# First Time Trip to Pensecola



## nitrobassett (Jul 17, 2013)

I will be making my first kayak fishing trip down to Pensacola Augs. 12th.
I have never fish down there out of a kayak, just fish fresh water up here in Missouri. 

I will be staying on Pensacola Beach. Is Little Sabine Bay worth fishing?
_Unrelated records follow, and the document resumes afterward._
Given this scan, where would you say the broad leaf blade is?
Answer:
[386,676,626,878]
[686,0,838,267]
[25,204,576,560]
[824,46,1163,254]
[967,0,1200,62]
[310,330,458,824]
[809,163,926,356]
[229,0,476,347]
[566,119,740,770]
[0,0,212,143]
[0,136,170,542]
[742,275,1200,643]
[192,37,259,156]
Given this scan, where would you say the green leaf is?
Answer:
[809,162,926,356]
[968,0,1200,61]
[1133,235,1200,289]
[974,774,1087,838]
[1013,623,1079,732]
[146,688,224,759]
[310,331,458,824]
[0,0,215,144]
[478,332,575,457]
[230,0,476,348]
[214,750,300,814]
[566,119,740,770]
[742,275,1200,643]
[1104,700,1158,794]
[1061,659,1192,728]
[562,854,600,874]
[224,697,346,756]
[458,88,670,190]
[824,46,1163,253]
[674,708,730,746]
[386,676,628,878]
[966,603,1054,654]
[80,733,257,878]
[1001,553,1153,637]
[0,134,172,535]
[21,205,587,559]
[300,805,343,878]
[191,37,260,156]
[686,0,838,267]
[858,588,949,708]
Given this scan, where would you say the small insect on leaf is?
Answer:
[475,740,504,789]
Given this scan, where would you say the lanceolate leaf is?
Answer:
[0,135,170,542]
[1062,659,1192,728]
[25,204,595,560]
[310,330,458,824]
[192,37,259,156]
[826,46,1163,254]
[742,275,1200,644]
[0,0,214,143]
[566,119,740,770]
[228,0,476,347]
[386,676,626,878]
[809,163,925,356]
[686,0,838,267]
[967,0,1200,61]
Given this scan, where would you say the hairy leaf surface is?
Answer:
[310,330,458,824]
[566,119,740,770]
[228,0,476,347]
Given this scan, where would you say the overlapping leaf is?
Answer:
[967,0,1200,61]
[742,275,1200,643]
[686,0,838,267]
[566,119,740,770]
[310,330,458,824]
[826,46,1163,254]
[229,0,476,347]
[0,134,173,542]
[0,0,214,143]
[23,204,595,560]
Any hints, fishing spots would be greatly appreciated. I am looking to catch anything I can. Would love to hook up with a spec or red. 

Thanks

Looking to stay Inshore
:thumbup:


----------



## OTTE*DA*WORM (Feb 12, 2011)

Little Sabine Bay is the equivalent to a small pond. Do not waste your time. Fish Pensacola Bay. and some of the inlets around Pensacola, and Gulf Breeze. JMO - O*D*W


----------



## nitrobassett (Jul 17, 2013)

Where is a good launching point?


----------



## MrPhoShiz (Sep 22, 2010)

never fished little sabine but have always wanted to try it out just because. if you go west on Ft pickens Rd and before you enter the park on the Right hand side there is a parking lot. you can launch there and paddle out NE 100 yds past the snorkeling reef there is some bridge rubble there you can fish. ive pulled up keeper black seabass, baby snapper up to 12", big whiting, big white trout and speckled trout as well as trigger and some fat croakers. Other than that keep us posted about when your in town maybe some of us will be in the bay Bull fishing


----------



## aquatic argobull (Mar 2, 2009)

I've caught a bunch of trout on a gulp near sabine bay. Go out of the canal towards the bridge and there's some grass flats on the left. They're hit or miss. Use google earth or google maps with satellite and you can see the grass flats.


----------



## nitrobassett (Jul 17, 2013)

Awesome info, that will be my first stop, looks easy to get too. I will be down the whole week of Augst. 12th planning to get out every day:notworthy:


----------



## Magic Mike (Jun 30, 2009)

Depending on weather, you can also hit the 3mi Bridge at night or the rocks along Bayfront pkway. Shoreline Boat ramp flats are good as well


----------



## nitrobassett (Jul 17, 2013)

where is Shoreline Boat Ramp? 

thanks for the pointers


----------



## Magic Mike (Jun 30, 2009)

Shoreline drive is right before you turn off of Hwy 98 onto the Pensacola Beach (Bob Sykes) bridge. West of Santa Rosa Yacht Club


----------